22 August 2024: Review Articles
Pharmacological Strategies in Dermatomyositis: Current Treatments and Future Directions
Jinqiang Guo 1EF, Weiwei Wang1EF, Anbin Huang1E, Chunli Mei1AE*DOI: 10.12659/MSM.944564
Med Sci Monit 2024; 30:e944564
Abstract
ABSTRACT: Dermatomyositis (DM) is a complex and rare autoimmune disease characterized by muscle weakness and distinctive skin rashes. Its pathogenesis involves a combination of genetic susceptibility, environmental triggers, and immunological factors, with interferon pathways and specific gene upregulations playing crucial roles. Diagnosis is based on clinical presentation, laboratory findings, and imaging, with particular emphasis on myositis-specific antibodies and characteristic muscle and skin changes. The clinical heterogeneity of DM, including variants such as clinically amyopathic DM and DM-associated interstitial lung disease, necessitates a personalized diagnostic and therapeutic approach. Current pharmacological treatments for DM include glucocorticoids, which remain the first-line therapy despite their long-term adverse effects. Immunosuppressants, such as azathioprine, methotrexate, and mycophenolate mofetil, are commonly used in combination with glucocorticoids to enhance efficacy and reduce steroid dependence. Biologics, such as rituximab and intravenous immunoglobulin, have shown effectiveness in refractory cases. Emerging therapies, particularly Janus kinase inhibitors, offer promise for treatment-resistant DM, although they present significant safety concerns, including increased risks of infections and cardiovascular events. Despite significant advancements, managing DM remains challenging due to its rarity and variability. Future research should prioritize the development of precision medicine approaches tailored to individual genetic and pathological features. Additionally, integrated treatment strategies combining pharmacological and non-pharmacological interventions are crucial to improving patient outcomes and quality of life. Understanding the etiology and pathogenesis of DM more deeply will be vital for developing more effective and targeted treatments, ultimately leading to better disease management and prognosis.

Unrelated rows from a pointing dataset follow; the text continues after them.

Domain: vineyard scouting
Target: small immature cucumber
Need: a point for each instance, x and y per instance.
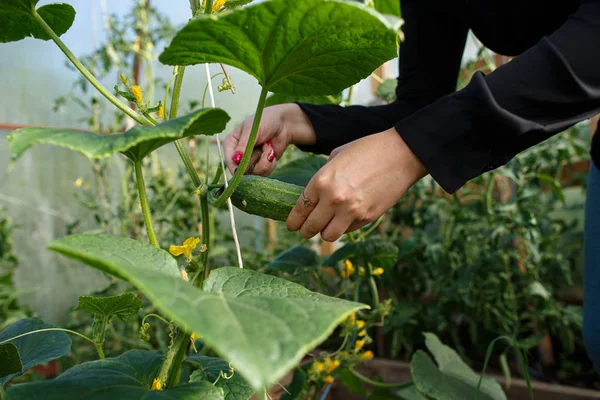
(266, 197)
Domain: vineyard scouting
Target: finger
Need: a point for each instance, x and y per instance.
(337, 151)
(356, 225)
(317, 220)
(301, 211)
(338, 225)
(229, 146)
(267, 161)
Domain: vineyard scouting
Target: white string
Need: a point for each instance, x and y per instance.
(229, 205)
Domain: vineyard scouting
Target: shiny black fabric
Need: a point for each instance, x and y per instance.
(551, 84)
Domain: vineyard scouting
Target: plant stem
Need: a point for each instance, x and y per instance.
(139, 177)
(87, 74)
(189, 165)
(100, 339)
(205, 239)
(47, 330)
(374, 291)
(176, 92)
(247, 152)
(170, 371)
(382, 385)
(185, 157)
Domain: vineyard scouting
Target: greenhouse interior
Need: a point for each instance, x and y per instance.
(299, 199)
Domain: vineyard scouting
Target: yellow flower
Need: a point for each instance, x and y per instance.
(137, 93)
(184, 274)
(360, 344)
(331, 365)
(188, 246)
(193, 338)
(347, 269)
(216, 5)
(318, 366)
(156, 385)
(161, 112)
(367, 355)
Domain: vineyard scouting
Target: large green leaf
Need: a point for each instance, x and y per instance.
(279, 98)
(209, 369)
(263, 324)
(299, 172)
(379, 252)
(126, 377)
(18, 22)
(10, 361)
(386, 91)
(293, 259)
(452, 378)
(35, 348)
(308, 47)
(410, 393)
(123, 306)
(391, 7)
(136, 143)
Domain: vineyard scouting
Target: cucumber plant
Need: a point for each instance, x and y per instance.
(260, 325)
(292, 48)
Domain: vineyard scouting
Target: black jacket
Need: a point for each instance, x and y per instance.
(553, 83)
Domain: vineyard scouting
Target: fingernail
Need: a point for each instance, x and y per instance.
(237, 157)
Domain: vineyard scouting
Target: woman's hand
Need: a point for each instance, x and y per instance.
(360, 182)
(280, 125)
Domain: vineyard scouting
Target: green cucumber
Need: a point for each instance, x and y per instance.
(266, 197)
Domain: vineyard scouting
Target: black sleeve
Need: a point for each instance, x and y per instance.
(424, 77)
(548, 88)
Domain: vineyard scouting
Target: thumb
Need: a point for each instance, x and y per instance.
(337, 151)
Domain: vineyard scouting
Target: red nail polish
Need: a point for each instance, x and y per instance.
(237, 157)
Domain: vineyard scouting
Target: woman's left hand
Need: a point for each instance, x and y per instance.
(360, 182)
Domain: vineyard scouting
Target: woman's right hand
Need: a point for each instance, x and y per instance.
(280, 126)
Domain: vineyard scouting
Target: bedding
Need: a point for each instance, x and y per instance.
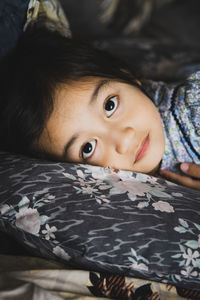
(95, 219)
(81, 231)
(43, 279)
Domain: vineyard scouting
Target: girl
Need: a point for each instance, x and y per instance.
(67, 101)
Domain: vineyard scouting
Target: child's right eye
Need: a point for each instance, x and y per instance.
(88, 149)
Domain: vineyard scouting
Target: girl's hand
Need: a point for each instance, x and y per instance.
(190, 169)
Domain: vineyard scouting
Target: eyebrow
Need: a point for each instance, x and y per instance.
(100, 84)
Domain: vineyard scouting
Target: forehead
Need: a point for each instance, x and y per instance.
(70, 105)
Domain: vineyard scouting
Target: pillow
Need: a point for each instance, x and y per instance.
(93, 218)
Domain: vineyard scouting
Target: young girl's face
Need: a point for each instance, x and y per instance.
(106, 123)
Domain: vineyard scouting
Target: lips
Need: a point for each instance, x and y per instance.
(143, 149)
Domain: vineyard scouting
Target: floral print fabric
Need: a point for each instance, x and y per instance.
(179, 107)
(51, 280)
(93, 218)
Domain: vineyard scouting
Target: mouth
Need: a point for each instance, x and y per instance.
(143, 149)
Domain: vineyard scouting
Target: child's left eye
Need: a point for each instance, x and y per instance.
(111, 105)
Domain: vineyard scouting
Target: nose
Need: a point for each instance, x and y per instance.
(124, 140)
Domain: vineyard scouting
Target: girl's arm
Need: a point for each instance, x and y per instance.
(190, 169)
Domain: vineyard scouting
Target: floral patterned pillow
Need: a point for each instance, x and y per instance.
(93, 218)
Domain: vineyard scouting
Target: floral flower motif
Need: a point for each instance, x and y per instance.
(28, 220)
(49, 232)
(58, 251)
(188, 271)
(163, 206)
(4, 208)
(190, 257)
(131, 186)
(140, 266)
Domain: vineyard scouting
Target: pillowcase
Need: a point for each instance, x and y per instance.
(93, 218)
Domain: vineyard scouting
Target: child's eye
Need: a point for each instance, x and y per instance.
(88, 149)
(111, 105)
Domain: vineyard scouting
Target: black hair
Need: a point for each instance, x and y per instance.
(29, 75)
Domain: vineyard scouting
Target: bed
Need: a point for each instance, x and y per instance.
(80, 231)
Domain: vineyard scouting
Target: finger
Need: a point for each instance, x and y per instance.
(183, 180)
(191, 169)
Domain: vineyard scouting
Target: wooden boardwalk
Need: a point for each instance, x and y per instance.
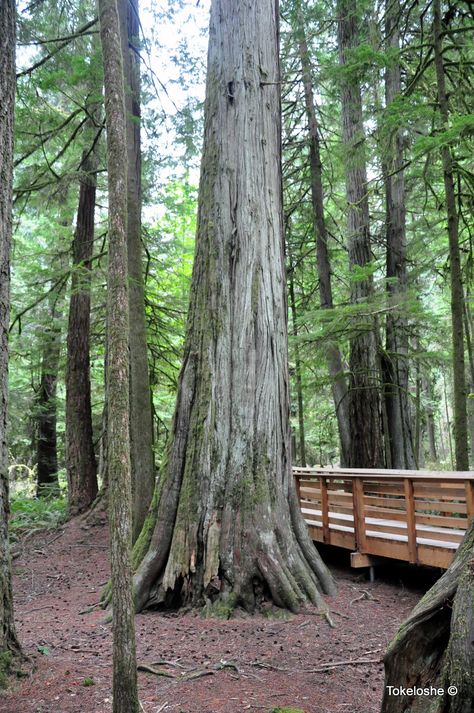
(411, 515)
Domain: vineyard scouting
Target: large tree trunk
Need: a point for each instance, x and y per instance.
(400, 436)
(333, 354)
(80, 457)
(433, 647)
(226, 525)
(125, 696)
(8, 639)
(141, 420)
(461, 447)
(364, 395)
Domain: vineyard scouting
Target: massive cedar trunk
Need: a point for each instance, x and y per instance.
(80, 457)
(433, 647)
(141, 421)
(400, 436)
(461, 447)
(364, 397)
(125, 697)
(8, 639)
(333, 354)
(225, 523)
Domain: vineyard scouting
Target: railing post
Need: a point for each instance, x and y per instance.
(411, 521)
(359, 514)
(324, 509)
(469, 498)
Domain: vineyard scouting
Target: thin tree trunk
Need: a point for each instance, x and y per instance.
(226, 526)
(396, 372)
(457, 294)
(470, 380)
(299, 385)
(364, 394)
(9, 645)
(333, 354)
(80, 457)
(430, 420)
(141, 421)
(46, 405)
(125, 696)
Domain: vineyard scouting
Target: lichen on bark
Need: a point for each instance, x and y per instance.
(227, 523)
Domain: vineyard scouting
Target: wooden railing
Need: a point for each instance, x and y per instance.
(412, 515)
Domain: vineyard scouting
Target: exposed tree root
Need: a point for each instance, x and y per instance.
(434, 646)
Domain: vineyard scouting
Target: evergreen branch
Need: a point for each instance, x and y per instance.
(53, 52)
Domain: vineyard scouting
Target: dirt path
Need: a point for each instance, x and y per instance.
(270, 662)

Keywords: dermatomyositis, Immunosuppressive Agents, Randomized controlled trial
Introduction
Idiopathic inflammatory myopathies comprise a diverse set of autoimmune conditions. Within this group, polymyositis (PM) and dermatomyositis (DM) are prevalent subtypes [1]. DM predominantly affects women, with a global annual incidence ranging from 1 to 2 per 100 000, and this incidence is rising annually [2].
DM is caused by a combination of genetic, environmental, and immunological factors. Certain HLA subtypes increase genetic susceptibility. Environmental triggers, such as ultraviolet radiation, infections, and certain medications, can initiate DM in predisposed individuals. Immunologically, DM involves aberrant activation of the innate and adaptive immune systems, with interferon pathways playing a crucial role in disease development [3]. Furthermore, transcriptomic studies have demonstrated the significance of upregulated interferon-related genes in the pathogenesis of DM [4]. These form the foundation for using immunosuppressants and immunomodulators in treating patients with DM.
Clinically, diagnosing DM requires a blend of clinical, laboratory, and imaging assessments. DM is marked by symmetrical proximal muscle weakness and distinct rashes, such as heliotrope rash and Gottron papules. Laboratory tests typically show elevated muscle enzymes, such as creatine kinase and aldolase, along with myositis-specific antibodies, including anti-Mi2, anti-NXP2, anti-TIF1-γ, anti-MDA5, and anti-SAE. Magnetic resonance imaging is crucial for detecting muscle edema, while muscle biopsy confirming perifascicular atrophy and inflammatory infiltrates solidifies the diagnosis [5]. However, the disease heterogeneity of DM is significant, with some patients presenting only with typical skin rash without obvious muscle weakness symptoms, known as clinically amyopathic DM, some experiencing severe muscle involvement, such as difficulty swallowing and myocarditis, and others showing predominant lung involvement. The clinical manifestations and response to treatment vary among different subtypes of DM, based on antibody positivity. The rarity and heterogeneity of the disease pose significant challenges in the diagnosis and treatment of DM. Therefore, each patient with DM requires a personalized diagnostic and therapeutic approach, considering disease severity, systemic involvement, and the presence of malignancy.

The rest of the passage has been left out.